Blogue : mes lectures

Femme forte et attachante

Il s’agit en quelque sorte de la suite du roman turbulences du cœur, mais il n’est pas nécessaire de l’avoir lu pour apprécier Les vertiges du cœur. Et je m’en confesse, je ne me rappelais plus tant des détails de Turbulences du cœur que j’avais lu il y a un bon moment déjà!

On entre dans la peau de Catherine, cinquantenaire dynamique qui a fait un retour aux études afin de devenir avocate. Femme ayant une forte personnalité, elle décide de ne pas travailler au cabinet de son jeune mari et plutôt d’accepter une offre dans un cabinet situé en Estrie. Évidemment, cette décision chamboule le quotidien, alors qu’elle passe la majorité de son temps loin de la maison familiale récemment acquise.

L’autrice aborde plusieurs sujets à travers cette histoire, dont la famille, mais surtout, sur la place qu’on s’accorde à soi-même, les choix qu’on fait pour soi. Même si je suis plus jeune que la protagoniste, je me suis sentie proche de Catherine au cours de ma lecture et c’est avec une petite peine que j’ai terminé l’histoire, comme si je devais dire au revoir à une amie.

Les vertiges du cœur, Nathalie Roy, Libre Expression

Rattraper le temps

C’est un roman tendre, que propose Maxime Landry avec Moi aussi, je t’aime. Il s’agit aussi d’une réflexion sur nos priorités, sur le temps qui passe et qui nous échappe, sur les occasions à saisir.

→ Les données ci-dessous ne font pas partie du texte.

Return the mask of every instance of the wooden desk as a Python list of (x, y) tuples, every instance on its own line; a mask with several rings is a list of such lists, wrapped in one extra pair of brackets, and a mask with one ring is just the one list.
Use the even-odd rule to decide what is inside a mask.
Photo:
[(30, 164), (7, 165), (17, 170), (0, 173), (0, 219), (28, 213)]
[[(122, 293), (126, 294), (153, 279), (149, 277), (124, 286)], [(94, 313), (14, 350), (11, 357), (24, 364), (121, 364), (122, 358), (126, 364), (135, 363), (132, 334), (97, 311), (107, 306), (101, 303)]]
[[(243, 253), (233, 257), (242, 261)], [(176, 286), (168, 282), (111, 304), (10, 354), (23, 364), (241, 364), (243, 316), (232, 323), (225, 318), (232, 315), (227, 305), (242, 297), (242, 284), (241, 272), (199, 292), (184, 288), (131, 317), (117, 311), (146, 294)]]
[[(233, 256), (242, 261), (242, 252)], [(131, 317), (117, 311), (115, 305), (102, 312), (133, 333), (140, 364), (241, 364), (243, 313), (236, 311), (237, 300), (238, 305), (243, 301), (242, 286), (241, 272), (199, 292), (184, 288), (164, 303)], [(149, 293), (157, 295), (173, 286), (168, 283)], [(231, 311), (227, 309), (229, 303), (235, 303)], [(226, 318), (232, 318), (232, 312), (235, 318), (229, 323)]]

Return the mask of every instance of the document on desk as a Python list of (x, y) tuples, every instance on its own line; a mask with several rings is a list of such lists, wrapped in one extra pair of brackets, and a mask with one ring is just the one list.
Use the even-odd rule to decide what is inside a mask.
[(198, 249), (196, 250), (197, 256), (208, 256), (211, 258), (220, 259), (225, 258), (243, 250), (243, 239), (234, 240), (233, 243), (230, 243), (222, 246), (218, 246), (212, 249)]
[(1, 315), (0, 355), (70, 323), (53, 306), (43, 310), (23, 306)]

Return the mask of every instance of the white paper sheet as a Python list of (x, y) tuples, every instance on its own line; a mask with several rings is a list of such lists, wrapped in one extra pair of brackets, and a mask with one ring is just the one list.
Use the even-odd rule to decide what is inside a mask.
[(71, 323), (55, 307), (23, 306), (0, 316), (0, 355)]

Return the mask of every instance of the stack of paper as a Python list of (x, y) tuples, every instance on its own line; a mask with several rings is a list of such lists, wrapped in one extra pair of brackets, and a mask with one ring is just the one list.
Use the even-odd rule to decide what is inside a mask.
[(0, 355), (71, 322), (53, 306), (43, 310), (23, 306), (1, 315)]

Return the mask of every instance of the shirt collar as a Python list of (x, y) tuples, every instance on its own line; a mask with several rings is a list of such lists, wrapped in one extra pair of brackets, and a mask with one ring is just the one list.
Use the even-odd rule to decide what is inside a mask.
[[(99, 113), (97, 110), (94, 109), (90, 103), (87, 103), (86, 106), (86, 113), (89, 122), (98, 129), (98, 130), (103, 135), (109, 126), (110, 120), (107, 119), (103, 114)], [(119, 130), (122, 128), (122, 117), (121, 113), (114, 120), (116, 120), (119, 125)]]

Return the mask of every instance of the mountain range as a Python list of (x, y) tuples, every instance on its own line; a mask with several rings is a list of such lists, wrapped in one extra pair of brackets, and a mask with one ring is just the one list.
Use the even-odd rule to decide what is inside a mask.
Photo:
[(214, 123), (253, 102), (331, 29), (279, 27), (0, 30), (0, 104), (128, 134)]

Sur l’importance de s’aimer et de s’accepter soi-même aussi.

David Lemieux a une vie professionnelle exaltante à première vue, étant pompier de profession, mais les chaos de sa vie personnelle éteignent complètement sa passion pour son métier. Sans compter qu’une relation amicale/amoureuse ratée il y a vingt ans le hante encore. C’est alors que s’offre à lui la possibilité de se poser ailleurs qu’à Montréal, où la vie lui donne une deuxième chance. Arrivera-t-il à la saisir?

À mettre dans votre pile à lire, pour son côté doux et une fin surprenante à la fois.  

Moi aussi, je t’aime, Maxime Landry, Libre Expression

Amours swipés

Une poésie tout en simplicité et en authenticité, qui nous amène au cœur de la vie amoureuse de Samuel Larochelle. On lit ses mots doucement, on s’imprègne de ses sentiments, on se laisse guider dans ses dédales amoureux en souhaitant qu’il trouve sa douce moitié. La formule poétique de ce récit très personnel (et je souligne l’audace de l’auteur ici) nous permet d’apprécier chacune des phrases, sans nous presser.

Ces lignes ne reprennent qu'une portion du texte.